Pues bien, el nuevo chico en el pueblo es este personaje que se cree modelado a mano: Arturito Ávila. Quien tras incursionar exitosamente en la industria de seguridad y vender al Ejército y a las policías, decidió dejar todo y seguir su escondida y desconocida, hasta entonces, vocación política.
Pero no crea usted que vendió a inversionistas pujantes, a sus competidores, ni siquiera a fondos de inversión. Vendió a su esposa, padre y hermana, según se ha dicho. Ergo, duerme con su compradora, quien goza, por cierto, de fama mundial en la industria de seguridad, se mueve en ese mercado de tiburones con destreza inaudita y maneja las finanzas de semejantes operaciones como quien prepara un huevo cocido a puro ojo.
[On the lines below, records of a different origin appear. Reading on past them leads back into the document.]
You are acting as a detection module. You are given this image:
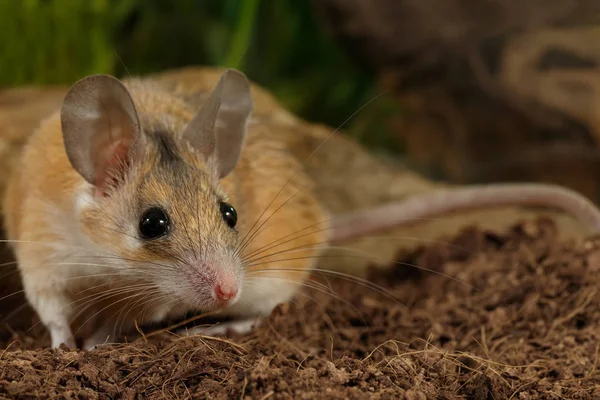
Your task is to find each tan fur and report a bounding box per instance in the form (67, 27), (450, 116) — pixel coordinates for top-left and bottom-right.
(3, 70), (329, 348)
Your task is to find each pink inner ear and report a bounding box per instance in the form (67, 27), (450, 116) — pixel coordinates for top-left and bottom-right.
(94, 139), (132, 197)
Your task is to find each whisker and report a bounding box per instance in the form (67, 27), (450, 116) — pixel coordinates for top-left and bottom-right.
(246, 244), (477, 290)
(115, 289), (167, 338)
(62, 281), (154, 314)
(244, 242), (349, 264)
(26, 283), (154, 333)
(235, 91), (387, 258)
(0, 264), (21, 281)
(68, 283), (156, 314)
(124, 294), (172, 336)
(243, 217), (474, 264)
(49, 273), (144, 288)
(114, 52), (131, 79)
(0, 239), (90, 252)
(248, 265), (405, 306)
(249, 264), (477, 305)
(235, 189), (302, 258)
(240, 220), (478, 290)
(0, 261), (19, 267)
(43, 262), (152, 278)
(245, 255), (369, 269)
(67, 282), (165, 336)
(248, 246), (480, 291)
(245, 275), (375, 324)
(72, 290), (158, 338)
(69, 255), (179, 274)
(0, 302), (31, 326)
(0, 289), (25, 303)
(241, 217), (334, 260)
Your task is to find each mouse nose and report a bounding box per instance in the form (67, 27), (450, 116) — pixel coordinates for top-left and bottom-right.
(215, 282), (238, 302)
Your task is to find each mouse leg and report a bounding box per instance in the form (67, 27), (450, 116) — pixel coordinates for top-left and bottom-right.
(18, 253), (76, 349)
(26, 288), (76, 349)
(180, 316), (262, 337)
(44, 305), (76, 349)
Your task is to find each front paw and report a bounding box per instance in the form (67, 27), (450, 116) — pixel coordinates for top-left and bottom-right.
(180, 317), (262, 337)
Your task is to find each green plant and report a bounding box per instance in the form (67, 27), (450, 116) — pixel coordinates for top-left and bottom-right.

Adelanto, no pongo en duda las dotes empresariales de la esposa de don Arturo, ni de sus otros familiares. ¿Quién soy yo para hacerlo? Las encomió apabullado.
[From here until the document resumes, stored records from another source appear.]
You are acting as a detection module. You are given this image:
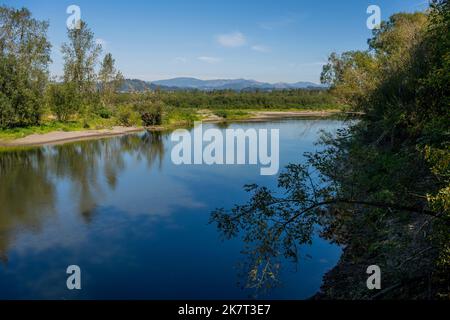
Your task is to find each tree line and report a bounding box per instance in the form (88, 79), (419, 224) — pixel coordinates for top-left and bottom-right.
(0, 5), (340, 131)
(115, 88), (337, 110)
(0, 6), (124, 129)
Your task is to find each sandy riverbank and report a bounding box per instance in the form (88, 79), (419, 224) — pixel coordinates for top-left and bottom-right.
(145, 110), (343, 131)
(236, 110), (341, 121)
(0, 126), (144, 147)
(0, 110), (343, 147)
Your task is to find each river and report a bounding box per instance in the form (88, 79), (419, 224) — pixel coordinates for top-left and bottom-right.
(0, 119), (344, 299)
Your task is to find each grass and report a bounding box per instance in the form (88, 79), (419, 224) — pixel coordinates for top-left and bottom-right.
(163, 108), (201, 126)
(212, 109), (250, 120)
(0, 117), (116, 141)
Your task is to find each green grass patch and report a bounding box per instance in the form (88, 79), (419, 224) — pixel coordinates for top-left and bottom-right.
(213, 109), (250, 120)
(164, 108), (200, 126)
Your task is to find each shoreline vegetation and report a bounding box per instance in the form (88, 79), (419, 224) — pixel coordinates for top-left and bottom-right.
(0, 5), (344, 147)
(210, 2), (449, 300)
(0, 109), (344, 147)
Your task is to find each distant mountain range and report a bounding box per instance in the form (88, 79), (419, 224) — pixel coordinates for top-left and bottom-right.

De allí lo doblemente paradigmático del caso de Ávila: un empresario exitoso, en el pináculo de su carrera que, como Paulo, cae del caballo y sigue la luz, y logra hacerlo sin despegarse del todo de su pasado. ¿Quién pudiera pedir más?
Otra versión sería, ¡ya ve usted como la gente es de mal pensada!, que metido en líos el exitoso contratista de gobiernos neoliberales, buscó el ansiado fuero y el guinda manto protector, por aquello de no te entumas y, ya encarrerado el ratón, le dio por el protagonismo enfermizo y la voracidad política. ¿Por qué no la presidencia? ¡Chingaos! ¿Si Adán pudo, quién va a ser la guapa que me lo impida?
En fin, se parece tanto a Fox, que no puede engañarnos.
De empresarios emproblemados a políticos protagónicos, con uno basta.